Although it has its problems, ‘Shazam!’ is good fun. Only those with continuously dour dispositions would frown at its antics. Shazam is basically a child trapped in a man’s body learning the hard way the value of loyalty and using his powers for good. Whilst the word ‘journey’ may elicit groans, the screenplay pushes Billy on a road to discovery to be the person he is whilst dealing with various heroics.

The performances are on point with Angel and Levi successfully conveying the same personalities in different bodies. Their co-stars are fine without being particularly memorable. Letting events down is David F. Sandberg’s slack direction and glacial pacing. Too much time is spent on setting up Shazam’s skill developments with the finale taking forever to end. Less is always more as the cliché goes even if the CGI is amazing as ever with the many fight sequences eye-popping in their spectacle.

‘Shazam!’ doesn’t re-invent the superhero wheel and takes too long to tell its tale. As an overview of what has made the character enduring it mostly works. It makes those who grew up watching the TV series feel even more elderly, a power even Shazam didn’t need a wizard to provide.

Rating out of 10: 6

Hotel Mumbai

Since almost the dawn of mankind, terrorism has been an awful constant. Fear and destruction lay in its wake with the lives of those involved forever affected. This century has seen such atrocities increase tenfold with almost daily news reports detailing the carnage. Based on the 2008 Mumbai terror attacks, ‘Hotel Mumbai’ effectively explores how those involved react in these deadly situations and the swathe of anarchy unleashed.

Hemant (Anupam Kher), is a popular chef at the Taj Mahal Palace Hotel in the Indian city of Mumbai. One of his co-workers is waiter Arjun (Dev Patel). Their busy schedule sees them looking after guests such as David (Armie Hammer), his wife Zahra (Nazanin Boniadi), and child. Swiftly their lives are torn apart when terrorists lay siege on the hotel. Events spiral out of control as guests and staff alike must band together to do whatever it takes to protect the threat to their lives.

Directed by Anthony Maras, ‘Hotel Mumbai’ is consistently engaging. His direction teases out the emotions and tension perfectly. In any terrorist situation nothing is predictable with death occurring potentially any moment. The fear of such fate drives the people in this story as they struggle against a hurricane of violence and destruction. The script skillfully sets up the scenario on all sides with the intricacies of hotel life dovetailing into the mechanics of terrorist activities.
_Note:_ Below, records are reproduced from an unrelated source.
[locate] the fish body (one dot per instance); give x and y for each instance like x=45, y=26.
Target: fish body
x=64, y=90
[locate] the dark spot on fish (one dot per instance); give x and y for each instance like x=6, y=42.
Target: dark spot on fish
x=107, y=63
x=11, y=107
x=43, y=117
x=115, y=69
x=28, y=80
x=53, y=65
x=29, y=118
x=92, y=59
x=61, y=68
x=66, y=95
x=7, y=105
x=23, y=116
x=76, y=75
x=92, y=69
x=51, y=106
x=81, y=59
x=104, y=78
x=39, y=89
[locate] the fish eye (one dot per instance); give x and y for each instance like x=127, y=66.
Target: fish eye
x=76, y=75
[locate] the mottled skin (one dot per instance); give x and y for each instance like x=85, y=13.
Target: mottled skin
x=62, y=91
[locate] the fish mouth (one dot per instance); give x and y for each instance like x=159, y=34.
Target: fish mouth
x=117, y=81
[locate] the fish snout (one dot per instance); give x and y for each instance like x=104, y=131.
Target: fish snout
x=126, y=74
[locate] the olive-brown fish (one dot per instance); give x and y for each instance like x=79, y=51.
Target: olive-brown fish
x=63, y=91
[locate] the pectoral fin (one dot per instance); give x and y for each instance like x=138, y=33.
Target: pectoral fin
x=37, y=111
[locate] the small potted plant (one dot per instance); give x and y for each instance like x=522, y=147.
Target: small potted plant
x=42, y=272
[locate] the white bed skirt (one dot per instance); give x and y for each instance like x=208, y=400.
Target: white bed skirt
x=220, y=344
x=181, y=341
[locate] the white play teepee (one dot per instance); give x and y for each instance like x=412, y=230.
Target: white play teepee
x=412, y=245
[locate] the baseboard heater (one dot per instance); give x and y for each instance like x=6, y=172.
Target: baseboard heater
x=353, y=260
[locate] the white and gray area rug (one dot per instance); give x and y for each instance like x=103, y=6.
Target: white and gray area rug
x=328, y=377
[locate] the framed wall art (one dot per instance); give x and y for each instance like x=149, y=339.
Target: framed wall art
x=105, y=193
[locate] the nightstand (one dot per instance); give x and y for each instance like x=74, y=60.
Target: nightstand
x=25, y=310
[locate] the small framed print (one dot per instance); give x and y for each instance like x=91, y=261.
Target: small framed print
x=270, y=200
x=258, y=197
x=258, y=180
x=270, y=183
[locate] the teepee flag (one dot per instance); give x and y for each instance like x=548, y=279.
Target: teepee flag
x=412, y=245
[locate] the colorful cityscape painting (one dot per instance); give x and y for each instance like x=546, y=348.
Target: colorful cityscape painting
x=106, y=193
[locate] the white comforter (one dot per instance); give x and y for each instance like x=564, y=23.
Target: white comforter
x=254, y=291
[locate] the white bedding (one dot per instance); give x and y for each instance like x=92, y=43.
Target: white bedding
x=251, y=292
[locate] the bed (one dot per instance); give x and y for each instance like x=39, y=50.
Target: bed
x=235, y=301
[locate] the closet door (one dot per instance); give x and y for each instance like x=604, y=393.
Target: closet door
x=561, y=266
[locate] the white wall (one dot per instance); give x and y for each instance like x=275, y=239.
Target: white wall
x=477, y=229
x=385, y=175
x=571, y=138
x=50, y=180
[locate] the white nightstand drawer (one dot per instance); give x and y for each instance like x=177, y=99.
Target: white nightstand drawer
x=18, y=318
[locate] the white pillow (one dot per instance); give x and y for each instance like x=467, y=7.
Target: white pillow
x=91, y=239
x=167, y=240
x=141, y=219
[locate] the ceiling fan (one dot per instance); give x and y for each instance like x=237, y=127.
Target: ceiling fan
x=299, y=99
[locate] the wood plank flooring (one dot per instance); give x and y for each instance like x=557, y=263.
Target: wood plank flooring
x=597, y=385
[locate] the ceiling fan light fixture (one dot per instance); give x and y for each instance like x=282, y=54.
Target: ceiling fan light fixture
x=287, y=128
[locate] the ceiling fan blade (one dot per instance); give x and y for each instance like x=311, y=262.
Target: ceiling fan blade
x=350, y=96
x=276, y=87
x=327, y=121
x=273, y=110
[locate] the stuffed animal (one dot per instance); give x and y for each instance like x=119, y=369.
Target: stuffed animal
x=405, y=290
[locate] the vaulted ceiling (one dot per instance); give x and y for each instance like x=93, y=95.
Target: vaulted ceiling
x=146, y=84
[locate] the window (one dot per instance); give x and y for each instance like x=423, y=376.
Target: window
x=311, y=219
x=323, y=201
None of these elements would work without strong performances. ‘Hotel Mumbai’ is filled with them with Patel and others never over-playing their roles. They know they aren’t performing in a turgid daytime soap opera and bring authenticity as the story explores what happens when evil strikes. The Indian filming unearthing the beauty and terror of the locale is used to good effect with the score remembering not to over-arch itself in terms of fake emotional cues.

‘Hotel Mumbai’ is an often disturbing, inspiring and striking reminder of terrorism’s vast reach. The commendable bravery of those who fought back against this is very well realized. It shows how terrorism can never ultimately win if we don’t give up and stand together to ensure such acts are as infrequent as possible.